Prof Went East To Find West A Chinese Immigrant, Ewu Historian Embraces Western Ideals
Liping Zhu can talk about democracy now. But in his native China, the police would’ve thrown him in prison.
As a child growing up in Shanghai, Zhu wasn’t allowed to speak in class. As an adult studying history, he was forbidden from questioning communism and instructed to always follow the party lines.
But Zhu was in love with America. Although he said little in public, he devoured “Tom Sawyer,” Abraham Lincoln biographies and other American books at home.
He was hooked on independence, cowboy lore, the romance of the Western frontier.
Zhu left his homeland in 1982.
Now, the 40-year-old is a history professor at Eastern Washington University and an expert on the American West.
“I grew up in a country where you can’t have opinions,” Zhu said one afternoon.
“Here, you can say whatever you want.
… Americans sometimes take that for granted.
They don’t know how many people have to fight for this right.”
Zhu was raised by middle-class parents who were both teachers. It was hard to live in such a closed society, he said.
When relatives in Wichita, Kan., petitioned for him to come to the United States, he jumped at the chance. Zhu wanted academic freedom, he said, and immediately changed the focus of his studies from Chinese history to American history. He was 24 years old.
Sixteen years later, he’s still grateful for the freedom to speak.
With a detailed outline written on the blackboard, Zhu lectured to a class one recent afternoon while standing behind a small podium. He gestured wildly with his left hand while his right held a piece of chalk like a cigarette.
The subject of the day was American Indian fishing rights. He told the students about historical treaties and court rulings. He talked about Isaac Stevens and Slade Gorton. He explained the controversy today and how it stems from the time when white settlers first encountered the tribes.
“The Indian didn’t give up one thing: their fishing right,” said Zhu. “They wanted to make a living by fishing.”
“He’s so excited about the subject,” said Carl Miller, an EWU senior and one of 16 students in Zhu’s course on Pacific Northwest History. “He seems more interested in it than people who actually live here.”
That’s evident in Zhu’s work, as well as his surroundings.

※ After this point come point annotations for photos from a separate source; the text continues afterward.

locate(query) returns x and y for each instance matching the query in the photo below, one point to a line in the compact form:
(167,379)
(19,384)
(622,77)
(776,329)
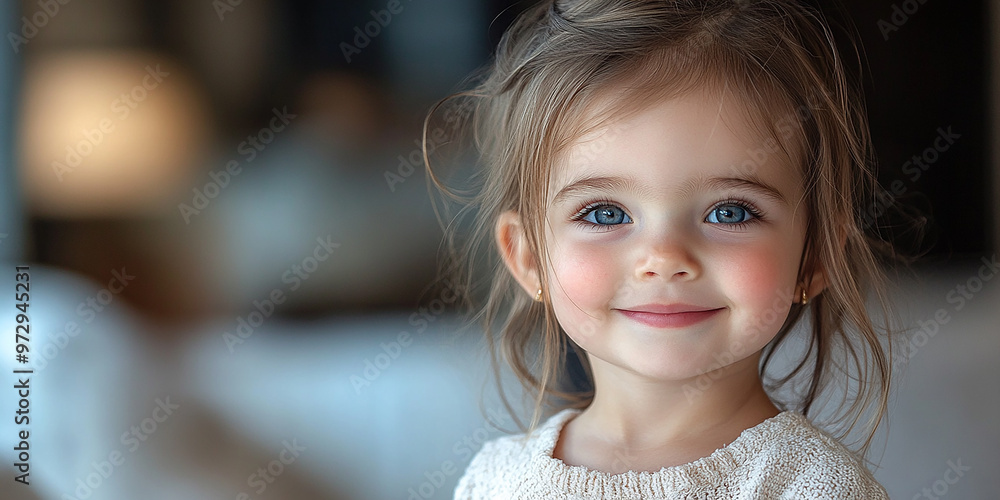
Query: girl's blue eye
(606,215)
(729,214)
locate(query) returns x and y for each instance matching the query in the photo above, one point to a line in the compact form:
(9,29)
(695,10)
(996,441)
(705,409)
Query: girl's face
(674,239)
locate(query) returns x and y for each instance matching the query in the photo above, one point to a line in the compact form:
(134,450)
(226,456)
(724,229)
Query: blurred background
(231,246)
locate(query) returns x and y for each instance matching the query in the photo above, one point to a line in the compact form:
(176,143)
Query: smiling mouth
(678,319)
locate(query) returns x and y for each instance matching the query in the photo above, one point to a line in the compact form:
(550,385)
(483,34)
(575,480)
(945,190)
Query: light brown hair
(778,57)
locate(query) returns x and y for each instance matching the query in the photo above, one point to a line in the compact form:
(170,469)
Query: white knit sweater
(782,457)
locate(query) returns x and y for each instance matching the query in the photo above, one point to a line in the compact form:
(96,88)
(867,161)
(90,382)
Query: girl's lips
(669,320)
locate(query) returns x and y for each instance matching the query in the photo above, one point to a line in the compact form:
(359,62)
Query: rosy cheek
(760,284)
(583,285)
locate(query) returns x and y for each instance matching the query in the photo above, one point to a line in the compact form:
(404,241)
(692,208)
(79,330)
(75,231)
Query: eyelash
(758,215)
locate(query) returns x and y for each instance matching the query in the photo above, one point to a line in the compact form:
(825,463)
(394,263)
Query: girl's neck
(633,412)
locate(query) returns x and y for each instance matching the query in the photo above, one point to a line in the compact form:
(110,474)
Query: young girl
(672,186)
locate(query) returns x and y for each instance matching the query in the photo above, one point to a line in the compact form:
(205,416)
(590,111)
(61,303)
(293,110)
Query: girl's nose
(670,258)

His office is filled with books with titles such as “Western Writers” and “The American West.” The poster on his wall is a 1937 advertisement promoting the National Park Service.
Despite his accent, he’s quite the Westerner himself. Although he doesn’t wear cowboy boots or 10-gallon hats, he enjoys camping, hiking in the mountains and occasionally hanging out in country western bars.
Zhu also published a book last month called “A Chinaman’s Chance,” which explains the history of the Chinese on the Rocky Mountain mining frontier. Unlike some historians who say the Chinese were used by whites to build the railroads, Zhu argues that the Chinese were actually given an opportunity in the western United States.
“Even though minorities experienced discrimination, they had an equal chance,” he said. “They had free land, free gold. That’s why the frontier history inspired me.”
Before earning his doctorate from the University of New Mexico, Zhu received a grant to study the history of Chinese immigrants in Idaho. He spent five months in the Boise Basin where he “challenged the stereotypical view of the Chinese immigrant as the victim.”
Most ethnicity scholars have examined only part of the Chinese experience in the West, he said. That’s why their stories are usually about oppression.
From his research, Zhu believes that after decades of hard work, many Chinese immigrants were able to earn a living as miners, had good living conditions and managed to attain political and judicial rights.
“Like many other immigrants, the Chinese on this unique Rocky mountain mining frontier had remarkable access to economic upward mobility,” Zhu wrote in an article for “Montana, the Magazine of Western History. “In the end, (they) tasted more success than failure in their search for better lives.”
Zhu’s work is considered revisionist history, said Ferenc Szasz, a history professor at the University of New Mexico who worked with Zhu on his dissertation. Zhu took a standard point of view and challenged people’s beliefs, Szasz said. He is one of the first to focus on the Chinese in this area.
“It’s a celebration of the Chinese experience in the Northwest,” Szasz said. “It’s very solid and based on archival research. It goes against the prevailing assumptions.”
Despite Zhu’s love for the United States, he still cooks Chinese food and celebrates Chinese New Year. He also returns to China every year to visit his wife and infant son. They’re waiting for visas, he said, and it may be another two years before they can join him in the United States.
Zhu, who’ll apply for American citizenship next year, sees himself caught between two worlds. When he goes to China, people there don’t consider him Chinese. Here, people don’t view him as being completely American.
“I’m in the middle,” he said. “But that’s good in a sense. It’s the bridging of two cultures.”